Here is an example of creating a dataset for video frame interpolation:
from .basic_frames_dataset import BasicFramesDataset
from mmagic.registry import DATASETS
@DATASETS.register_module()
class NewVFIDataset(BasicFramesDataset):
"""Introduce the dataset
Examples of file structure.
Args:
pipeline (list[dict | callable]): A sequence of data transformations.
folder (str | :obj:`Path`): Path to the folder.
ann_file (str | :obj:`Path`): Path to the annotation file.

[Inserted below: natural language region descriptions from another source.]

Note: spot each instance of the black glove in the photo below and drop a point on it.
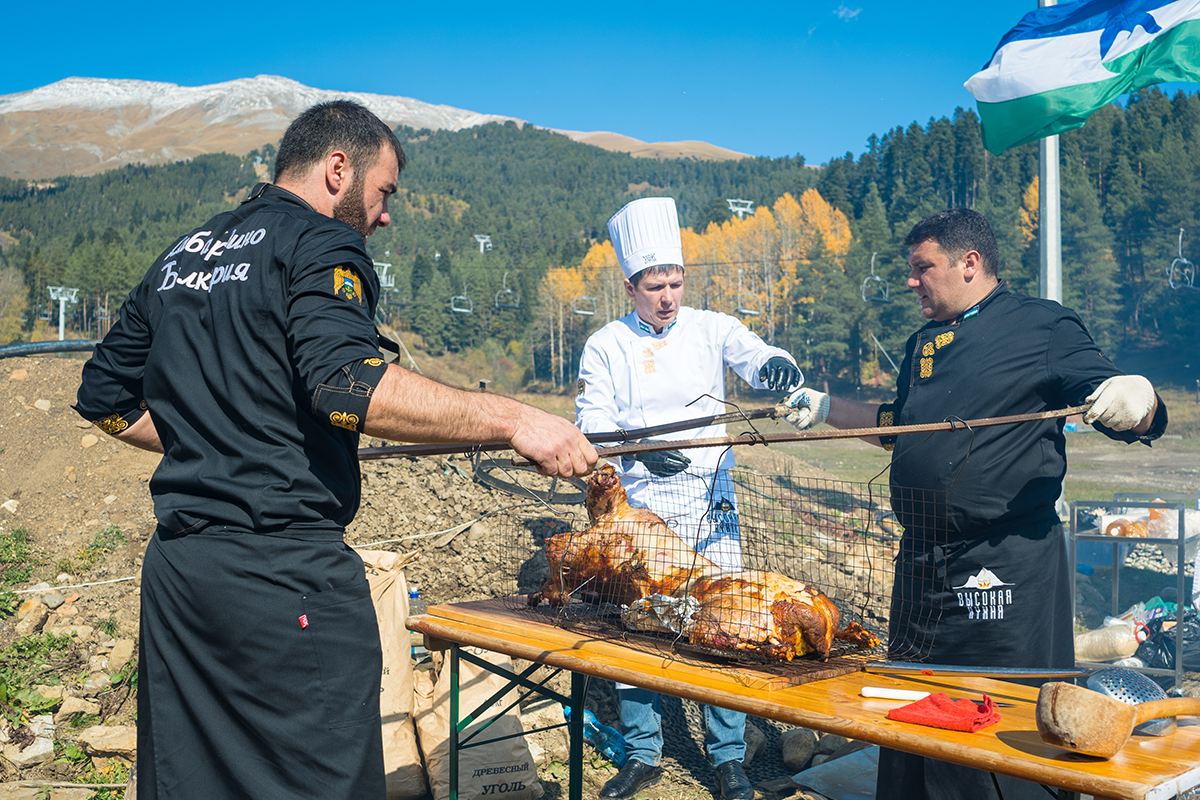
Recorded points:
(780, 374)
(664, 463)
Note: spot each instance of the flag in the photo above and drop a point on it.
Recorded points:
(1063, 62)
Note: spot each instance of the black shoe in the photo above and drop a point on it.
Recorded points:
(733, 783)
(633, 777)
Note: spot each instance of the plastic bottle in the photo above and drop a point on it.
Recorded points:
(1115, 639)
(417, 606)
(606, 740)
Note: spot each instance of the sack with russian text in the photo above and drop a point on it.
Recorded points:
(389, 593)
(496, 768)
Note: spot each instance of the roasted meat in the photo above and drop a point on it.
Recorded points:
(627, 553)
(762, 613)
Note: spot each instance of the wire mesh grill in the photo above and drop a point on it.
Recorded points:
(738, 564)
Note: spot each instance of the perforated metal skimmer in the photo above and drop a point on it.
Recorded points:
(1132, 689)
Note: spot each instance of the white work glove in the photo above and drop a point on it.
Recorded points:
(1121, 402)
(805, 408)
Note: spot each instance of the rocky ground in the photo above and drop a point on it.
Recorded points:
(82, 500)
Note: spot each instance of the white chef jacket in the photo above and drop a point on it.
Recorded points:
(633, 378)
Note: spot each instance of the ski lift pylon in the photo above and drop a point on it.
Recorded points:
(875, 289)
(507, 298)
(1182, 272)
(583, 306)
(461, 304)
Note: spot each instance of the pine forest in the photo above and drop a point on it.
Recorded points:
(498, 242)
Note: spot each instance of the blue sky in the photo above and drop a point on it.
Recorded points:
(811, 78)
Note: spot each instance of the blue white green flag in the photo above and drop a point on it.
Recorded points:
(1063, 62)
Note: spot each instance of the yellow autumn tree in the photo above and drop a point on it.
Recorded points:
(559, 289)
(1027, 215)
(603, 288)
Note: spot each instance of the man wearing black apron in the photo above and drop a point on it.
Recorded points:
(983, 576)
(249, 358)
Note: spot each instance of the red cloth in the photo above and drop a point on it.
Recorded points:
(940, 711)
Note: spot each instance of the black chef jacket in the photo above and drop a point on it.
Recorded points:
(983, 572)
(251, 341)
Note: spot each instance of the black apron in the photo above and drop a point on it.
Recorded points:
(1000, 600)
(259, 671)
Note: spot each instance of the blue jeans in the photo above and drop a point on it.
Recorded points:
(641, 723)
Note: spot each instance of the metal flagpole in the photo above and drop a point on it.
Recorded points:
(1049, 215)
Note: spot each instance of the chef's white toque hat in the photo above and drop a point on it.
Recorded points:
(646, 233)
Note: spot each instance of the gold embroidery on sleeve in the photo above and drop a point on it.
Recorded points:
(112, 425)
(348, 421)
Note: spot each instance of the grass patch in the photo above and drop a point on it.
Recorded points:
(93, 553)
(15, 567)
(21, 662)
(113, 771)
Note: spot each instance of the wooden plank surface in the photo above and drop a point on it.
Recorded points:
(1149, 768)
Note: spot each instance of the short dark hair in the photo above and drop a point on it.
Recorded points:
(336, 125)
(957, 232)
(658, 269)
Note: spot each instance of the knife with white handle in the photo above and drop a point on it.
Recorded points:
(892, 693)
(905, 695)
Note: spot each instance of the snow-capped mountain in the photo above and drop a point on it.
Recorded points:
(82, 126)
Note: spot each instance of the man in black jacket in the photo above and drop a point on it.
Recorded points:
(983, 575)
(249, 358)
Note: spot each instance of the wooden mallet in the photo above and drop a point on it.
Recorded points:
(1084, 721)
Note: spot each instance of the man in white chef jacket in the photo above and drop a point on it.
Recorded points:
(661, 364)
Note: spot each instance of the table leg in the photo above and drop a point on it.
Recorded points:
(454, 722)
(575, 734)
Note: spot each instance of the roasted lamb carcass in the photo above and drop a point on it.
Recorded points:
(762, 613)
(624, 555)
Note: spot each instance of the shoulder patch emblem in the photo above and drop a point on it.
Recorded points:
(348, 421)
(348, 284)
(112, 425)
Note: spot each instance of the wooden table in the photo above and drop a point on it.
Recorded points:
(1146, 769)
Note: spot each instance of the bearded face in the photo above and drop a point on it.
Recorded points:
(352, 208)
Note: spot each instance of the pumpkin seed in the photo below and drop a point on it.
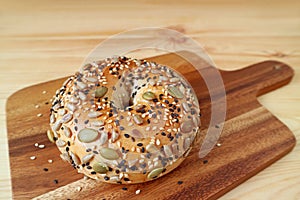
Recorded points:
(137, 119)
(100, 168)
(75, 158)
(100, 91)
(87, 135)
(87, 158)
(60, 143)
(67, 131)
(148, 95)
(151, 148)
(109, 154)
(50, 136)
(186, 126)
(155, 172)
(175, 92)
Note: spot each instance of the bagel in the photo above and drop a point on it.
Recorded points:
(124, 120)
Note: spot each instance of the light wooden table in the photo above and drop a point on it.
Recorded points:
(40, 41)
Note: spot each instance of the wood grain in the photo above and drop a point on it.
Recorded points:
(43, 40)
(252, 139)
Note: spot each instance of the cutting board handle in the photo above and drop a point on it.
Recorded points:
(259, 78)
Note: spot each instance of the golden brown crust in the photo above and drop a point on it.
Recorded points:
(124, 120)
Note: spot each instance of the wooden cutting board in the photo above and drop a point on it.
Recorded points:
(251, 140)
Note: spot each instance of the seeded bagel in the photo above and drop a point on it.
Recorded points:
(123, 120)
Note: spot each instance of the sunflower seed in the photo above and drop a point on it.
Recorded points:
(65, 157)
(50, 136)
(196, 120)
(175, 79)
(56, 126)
(82, 96)
(186, 107)
(100, 168)
(91, 79)
(71, 107)
(152, 82)
(103, 138)
(94, 114)
(136, 133)
(52, 118)
(187, 143)
(75, 158)
(67, 131)
(114, 136)
(66, 118)
(109, 154)
(163, 78)
(175, 92)
(60, 143)
(148, 95)
(73, 100)
(100, 91)
(87, 158)
(137, 119)
(61, 112)
(81, 85)
(151, 148)
(167, 151)
(87, 135)
(154, 173)
(132, 162)
(114, 178)
(186, 126)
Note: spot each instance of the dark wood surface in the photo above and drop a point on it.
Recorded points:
(251, 140)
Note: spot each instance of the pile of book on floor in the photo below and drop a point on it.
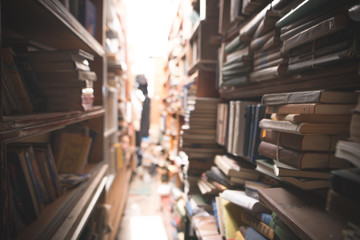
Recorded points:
(302, 133)
(198, 134)
(65, 78)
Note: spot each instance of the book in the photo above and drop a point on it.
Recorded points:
(282, 231)
(259, 226)
(284, 170)
(305, 128)
(239, 128)
(233, 168)
(231, 220)
(240, 198)
(344, 181)
(300, 142)
(307, 183)
(310, 108)
(295, 210)
(302, 160)
(73, 152)
(61, 56)
(349, 151)
(60, 66)
(312, 118)
(315, 96)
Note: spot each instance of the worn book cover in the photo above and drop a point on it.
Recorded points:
(304, 215)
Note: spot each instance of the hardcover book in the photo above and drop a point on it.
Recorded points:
(303, 214)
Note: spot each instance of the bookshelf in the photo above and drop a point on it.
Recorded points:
(342, 75)
(49, 25)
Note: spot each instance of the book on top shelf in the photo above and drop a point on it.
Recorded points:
(310, 108)
(302, 160)
(315, 96)
(305, 128)
(308, 142)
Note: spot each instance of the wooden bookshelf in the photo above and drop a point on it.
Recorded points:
(49, 25)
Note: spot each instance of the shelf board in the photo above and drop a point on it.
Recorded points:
(52, 19)
(67, 214)
(15, 127)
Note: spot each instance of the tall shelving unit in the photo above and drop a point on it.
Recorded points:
(49, 25)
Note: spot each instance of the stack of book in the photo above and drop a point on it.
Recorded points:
(199, 132)
(302, 133)
(65, 78)
(319, 37)
(342, 200)
(34, 181)
(241, 129)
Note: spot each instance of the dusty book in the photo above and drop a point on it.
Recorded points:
(303, 214)
(316, 96)
(299, 142)
(302, 159)
(305, 128)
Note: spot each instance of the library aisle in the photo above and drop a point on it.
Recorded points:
(147, 214)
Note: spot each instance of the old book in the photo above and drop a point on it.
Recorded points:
(348, 150)
(284, 170)
(315, 96)
(61, 56)
(307, 183)
(302, 160)
(233, 168)
(240, 198)
(311, 118)
(60, 66)
(259, 226)
(308, 142)
(327, 27)
(65, 76)
(296, 210)
(305, 128)
(310, 108)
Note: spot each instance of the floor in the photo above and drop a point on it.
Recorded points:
(147, 213)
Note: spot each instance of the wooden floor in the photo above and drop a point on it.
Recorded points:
(147, 214)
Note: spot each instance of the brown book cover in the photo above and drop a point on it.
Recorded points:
(315, 96)
(305, 216)
(308, 142)
(310, 108)
(302, 159)
(305, 128)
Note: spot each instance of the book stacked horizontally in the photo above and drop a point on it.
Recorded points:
(320, 40)
(302, 133)
(199, 132)
(342, 200)
(65, 78)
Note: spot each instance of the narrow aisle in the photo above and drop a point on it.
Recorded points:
(145, 216)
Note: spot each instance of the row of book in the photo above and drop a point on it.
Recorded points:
(46, 81)
(312, 41)
(237, 128)
(40, 172)
(198, 134)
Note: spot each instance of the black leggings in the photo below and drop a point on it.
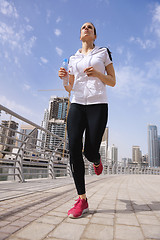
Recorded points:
(92, 119)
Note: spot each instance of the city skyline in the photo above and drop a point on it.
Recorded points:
(36, 37)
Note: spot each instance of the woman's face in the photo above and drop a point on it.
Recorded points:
(87, 32)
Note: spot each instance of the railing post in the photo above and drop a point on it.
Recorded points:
(51, 166)
(19, 166)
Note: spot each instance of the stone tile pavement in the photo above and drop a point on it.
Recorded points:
(122, 207)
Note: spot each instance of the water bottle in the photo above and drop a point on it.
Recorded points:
(65, 78)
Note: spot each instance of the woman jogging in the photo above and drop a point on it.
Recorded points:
(90, 70)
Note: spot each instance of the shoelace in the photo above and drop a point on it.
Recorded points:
(77, 201)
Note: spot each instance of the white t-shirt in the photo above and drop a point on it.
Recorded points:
(89, 90)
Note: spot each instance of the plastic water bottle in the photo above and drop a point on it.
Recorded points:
(65, 65)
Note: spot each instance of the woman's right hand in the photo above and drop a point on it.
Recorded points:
(62, 72)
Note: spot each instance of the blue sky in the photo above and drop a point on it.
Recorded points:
(36, 35)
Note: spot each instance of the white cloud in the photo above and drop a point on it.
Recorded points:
(48, 16)
(120, 50)
(28, 45)
(44, 60)
(59, 19)
(26, 19)
(8, 9)
(57, 32)
(29, 28)
(59, 51)
(26, 87)
(130, 82)
(16, 39)
(143, 44)
(155, 26)
(18, 108)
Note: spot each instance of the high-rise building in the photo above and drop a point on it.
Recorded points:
(113, 155)
(136, 154)
(159, 149)
(26, 130)
(153, 158)
(57, 122)
(8, 132)
(42, 134)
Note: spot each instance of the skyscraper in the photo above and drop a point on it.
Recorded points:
(57, 121)
(8, 132)
(136, 154)
(27, 129)
(153, 158)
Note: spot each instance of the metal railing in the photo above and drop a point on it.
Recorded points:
(30, 155)
(26, 155)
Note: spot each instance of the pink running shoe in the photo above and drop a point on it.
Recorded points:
(98, 170)
(80, 207)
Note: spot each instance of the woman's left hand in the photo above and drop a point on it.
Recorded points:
(91, 72)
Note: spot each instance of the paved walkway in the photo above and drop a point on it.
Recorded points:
(121, 207)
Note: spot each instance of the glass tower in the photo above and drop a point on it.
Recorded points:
(153, 153)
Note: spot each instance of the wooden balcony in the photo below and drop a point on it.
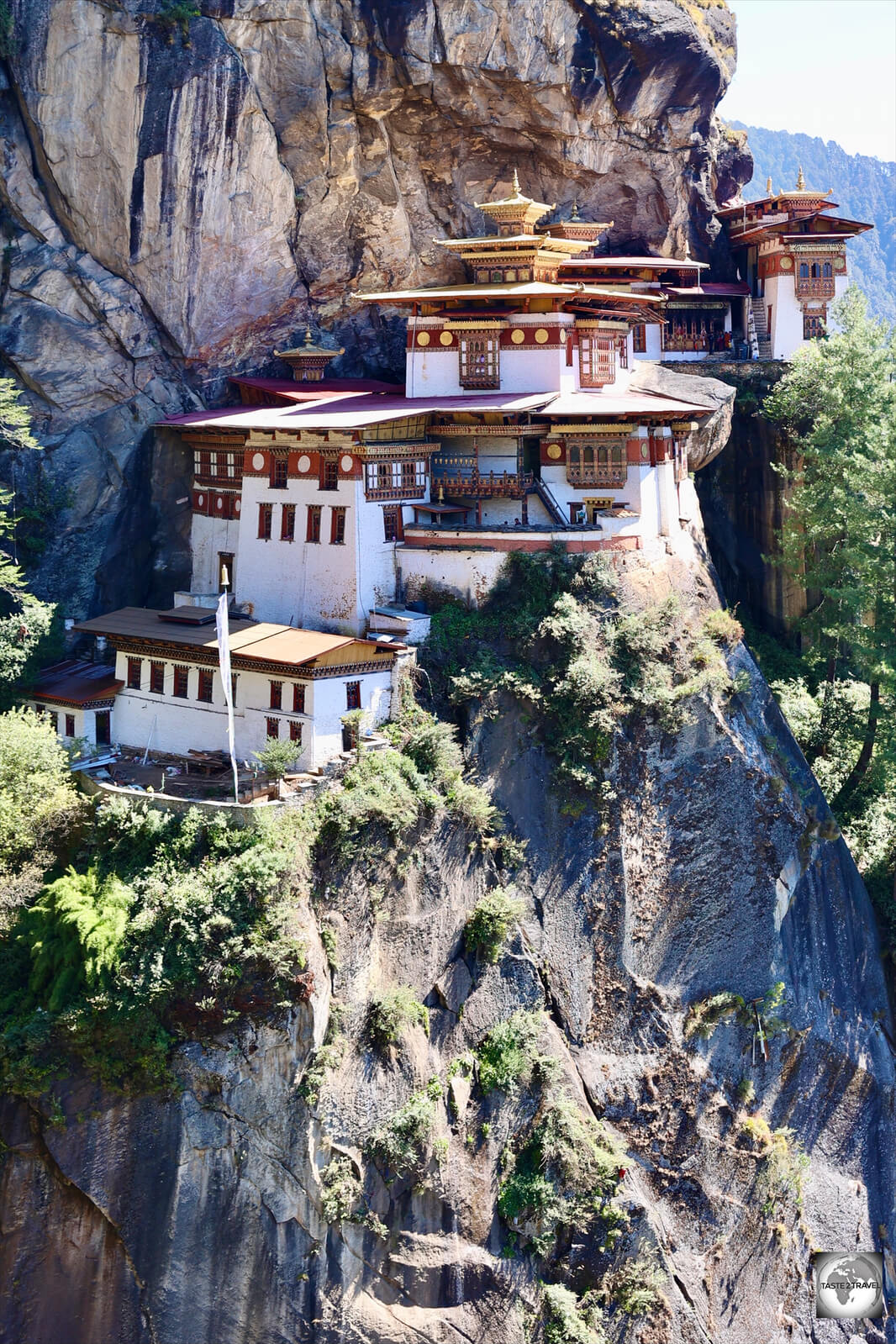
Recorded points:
(474, 484)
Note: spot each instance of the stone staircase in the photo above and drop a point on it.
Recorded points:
(759, 339)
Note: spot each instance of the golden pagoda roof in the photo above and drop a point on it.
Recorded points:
(309, 350)
(516, 206)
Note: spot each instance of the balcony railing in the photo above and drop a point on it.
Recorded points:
(413, 491)
(484, 484)
(597, 475)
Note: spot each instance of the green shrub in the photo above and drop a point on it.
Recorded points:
(570, 1320)
(391, 1012)
(40, 814)
(635, 1285)
(402, 1142)
(277, 757)
(341, 1189)
(507, 1056)
(723, 628)
(563, 1175)
(74, 933)
(491, 922)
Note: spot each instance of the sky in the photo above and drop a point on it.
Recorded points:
(826, 67)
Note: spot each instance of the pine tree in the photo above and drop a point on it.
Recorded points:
(839, 536)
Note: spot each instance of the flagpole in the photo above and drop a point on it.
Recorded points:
(222, 624)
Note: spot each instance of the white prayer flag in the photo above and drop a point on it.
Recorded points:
(222, 625)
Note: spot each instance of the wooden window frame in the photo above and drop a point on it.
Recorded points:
(597, 359)
(206, 686)
(480, 358)
(337, 524)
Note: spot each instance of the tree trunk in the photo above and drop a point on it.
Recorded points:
(860, 769)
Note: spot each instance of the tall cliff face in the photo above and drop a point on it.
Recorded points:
(715, 868)
(179, 197)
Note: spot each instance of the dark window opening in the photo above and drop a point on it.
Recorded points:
(337, 527)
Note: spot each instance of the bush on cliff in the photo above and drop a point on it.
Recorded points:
(175, 928)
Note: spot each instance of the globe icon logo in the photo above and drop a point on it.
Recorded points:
(849, 1285)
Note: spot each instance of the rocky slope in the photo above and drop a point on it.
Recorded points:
(716, 868)
(180, 195)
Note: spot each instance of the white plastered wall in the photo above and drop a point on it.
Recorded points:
(786, 316)
(179, 726)
(208, 536)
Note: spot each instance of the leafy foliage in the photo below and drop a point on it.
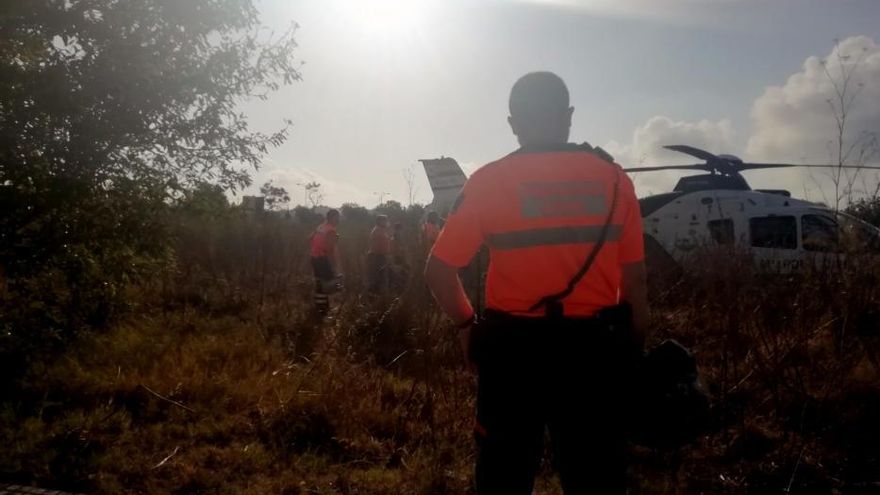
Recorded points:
(109, 110)
(867, 209)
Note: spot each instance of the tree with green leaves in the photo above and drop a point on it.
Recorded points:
(276, 196)
(110, 110)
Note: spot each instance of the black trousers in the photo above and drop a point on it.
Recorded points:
(568, 376)
(377, 272)
(323, 271)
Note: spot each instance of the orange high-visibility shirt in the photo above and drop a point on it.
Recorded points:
(319, 243)
(540, 213)
(380, 241)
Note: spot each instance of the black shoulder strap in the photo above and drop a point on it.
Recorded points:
(552, 302)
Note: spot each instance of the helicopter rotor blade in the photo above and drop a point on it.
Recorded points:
(756, 166)
(701, 167)
(694, 152)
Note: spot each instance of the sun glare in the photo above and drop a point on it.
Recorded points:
(387, 18)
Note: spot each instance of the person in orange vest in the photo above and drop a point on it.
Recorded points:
(378, 256)
(324, 255)
(431, 229)
(565, 294)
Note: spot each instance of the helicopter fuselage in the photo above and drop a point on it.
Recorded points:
(779, 232)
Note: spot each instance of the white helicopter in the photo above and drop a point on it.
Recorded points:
(719, 210)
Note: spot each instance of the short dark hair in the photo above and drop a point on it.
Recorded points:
(538, 95)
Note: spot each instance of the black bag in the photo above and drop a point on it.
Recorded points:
(669, 407)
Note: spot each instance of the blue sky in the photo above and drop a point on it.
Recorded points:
(386, 82)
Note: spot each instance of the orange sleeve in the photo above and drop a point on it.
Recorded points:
(462, 236)
(632, 244)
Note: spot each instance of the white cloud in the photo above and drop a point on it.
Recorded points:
(795, 121)
(335, 192)
(679, 11)
(792, 123)
(646, 148)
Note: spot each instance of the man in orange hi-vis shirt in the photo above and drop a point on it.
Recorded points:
(566, 298)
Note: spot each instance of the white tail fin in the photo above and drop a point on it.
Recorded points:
(446, 179)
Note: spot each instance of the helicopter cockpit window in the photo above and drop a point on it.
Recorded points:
(819, 233)
(773, 232)
(721, 231)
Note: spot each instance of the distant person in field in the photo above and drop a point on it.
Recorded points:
(378, 256)
(566, 299)
(399, 268)
(325, 260)
(431, 229)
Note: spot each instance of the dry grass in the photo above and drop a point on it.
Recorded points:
(222, 382)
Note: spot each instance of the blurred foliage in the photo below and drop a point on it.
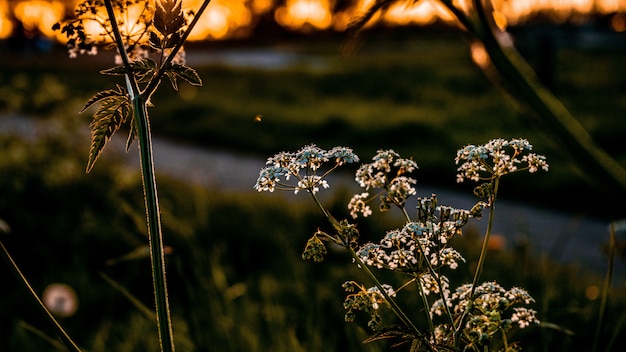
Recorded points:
(237, 280)
(236, 277)
(420, 96)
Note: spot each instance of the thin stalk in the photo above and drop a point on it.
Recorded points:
(596, 162)
(436, 275)
(154, 81)
(431, 325)
(157, 256)
(483, 251)
(65, 338)
(361, 265)
(605, 288)
(481, 259)
(392, 303)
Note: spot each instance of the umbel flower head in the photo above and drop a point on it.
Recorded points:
(497, 158)
(387, 172)
(305, 167)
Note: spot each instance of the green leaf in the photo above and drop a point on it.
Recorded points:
(168, 16)
(173, 81)
(154, 41)
(143, 69)
(103, 95)
(132, 134)
(113, 112)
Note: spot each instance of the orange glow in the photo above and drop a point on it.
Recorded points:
(618, 23)
(39, 16)
(6, 27)
(297, 14)
(231, 18)
(479, 55)
(222, 18)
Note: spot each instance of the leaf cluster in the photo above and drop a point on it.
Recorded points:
(165, 24)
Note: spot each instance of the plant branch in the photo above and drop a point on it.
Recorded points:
(154, 81)
(157, 256)
(600, 166)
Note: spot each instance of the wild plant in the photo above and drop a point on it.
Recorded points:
(469, 317)
(149, 38)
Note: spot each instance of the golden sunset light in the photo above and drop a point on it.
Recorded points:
(235, 18)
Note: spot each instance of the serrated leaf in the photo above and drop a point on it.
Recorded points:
(168, 16)
(398, 333)
(132, 134)
(143, 69)
(113, 112)
(103, 95)
(173, 80)
(187, 73)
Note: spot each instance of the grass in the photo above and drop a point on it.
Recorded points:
(242, 284)
(236, 277)
(420, 96)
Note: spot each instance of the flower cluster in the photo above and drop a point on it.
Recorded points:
(387, 172)
(365, 299)
(303, 166)
(487, 309)
(406, 249)
(422, 248)
(497, 158)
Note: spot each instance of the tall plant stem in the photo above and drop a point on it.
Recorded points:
(392, 303)
(157, 256)
(605, 288)
(483, 251)
(65, 338)
(590, 157)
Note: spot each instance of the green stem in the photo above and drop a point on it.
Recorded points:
(154, 81)
(481, 259)
(157, 256)
(392, 303)
(361, 265)
(431, 325)
(605, 288)
(65, 338)
(483, 251)
(576, 140)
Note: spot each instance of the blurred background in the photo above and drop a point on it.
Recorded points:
(278, 75)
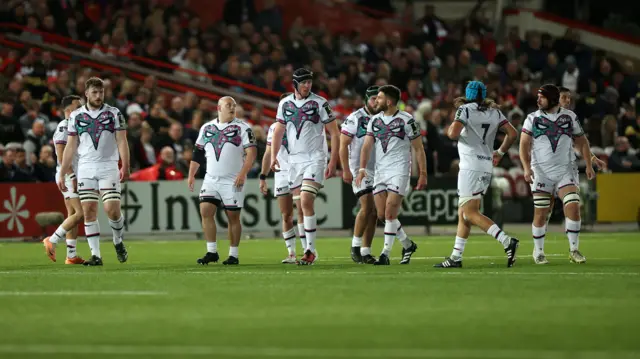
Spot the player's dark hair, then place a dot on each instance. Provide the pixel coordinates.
(68, 100)
(94, 82)
(391, 92)
(551, 93)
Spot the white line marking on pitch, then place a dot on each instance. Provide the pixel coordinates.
(256, 352)
(80, 293)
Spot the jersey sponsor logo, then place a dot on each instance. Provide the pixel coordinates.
(328, 109)
(542, 126)
(218, 138)
(251, 136)
(384, 133)
(285, 141)
(95, 126)
(299, 115)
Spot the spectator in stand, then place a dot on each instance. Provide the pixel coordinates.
(164, 170)
(8, 169)
(24, 171)
(173, 139)
(621, 160)
(35, 139)
(44, 170)
(9, 125)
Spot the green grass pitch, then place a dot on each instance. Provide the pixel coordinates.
(161, 304)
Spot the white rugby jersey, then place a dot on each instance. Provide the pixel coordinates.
(355, 126)
(60, 138)
(304, 120)
(553, 133)
(393, 135)
(475, 144)
(224, 145)
(96, 131)
(283, 154)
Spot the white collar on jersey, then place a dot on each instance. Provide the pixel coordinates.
(86, 106)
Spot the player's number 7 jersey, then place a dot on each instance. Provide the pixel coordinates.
(475, 144)
(96, 131)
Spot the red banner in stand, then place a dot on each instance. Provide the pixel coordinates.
(21, 202)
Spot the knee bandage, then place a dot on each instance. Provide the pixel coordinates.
(110, 196)
(571, 197)
(309, 189)
(463, 200)
(541, 201)
(88, 196)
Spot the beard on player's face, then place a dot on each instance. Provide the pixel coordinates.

test_mode (bool): Store `True` when building test dataset.
Default: `False`.
"""
def __init__(self, ann_file, metainfo, data_root, data_prefix,
pipeline, test_mode=False):
super().__init__(ann_file, metainfo, data_root, data_prefix,
pipeline, test_mode)
self.data_infos = self.load_annotations()
def load_annotations(self):
"""Load annoations for the dataset.
Returns:
list[dict]: A list of dicts for paired paths and other information.
"""
data_infos = []
...
return data_infos
Welcome to submit new dataset classes to MMagic.
We use RepeatDataset as wrapper to repeat the dataset. For example, suppose the original dataset is Dataset_A, to repeat it, the config looks like the following
dataset_A_train = dict(
type='RepeatDataset',
times=N,
dataset=dict( # This is the original config of Dataset_A
type='Dataset_A',
...
pipeline=train_pipeline
)
)
You may refer to tutorial in MMEngine.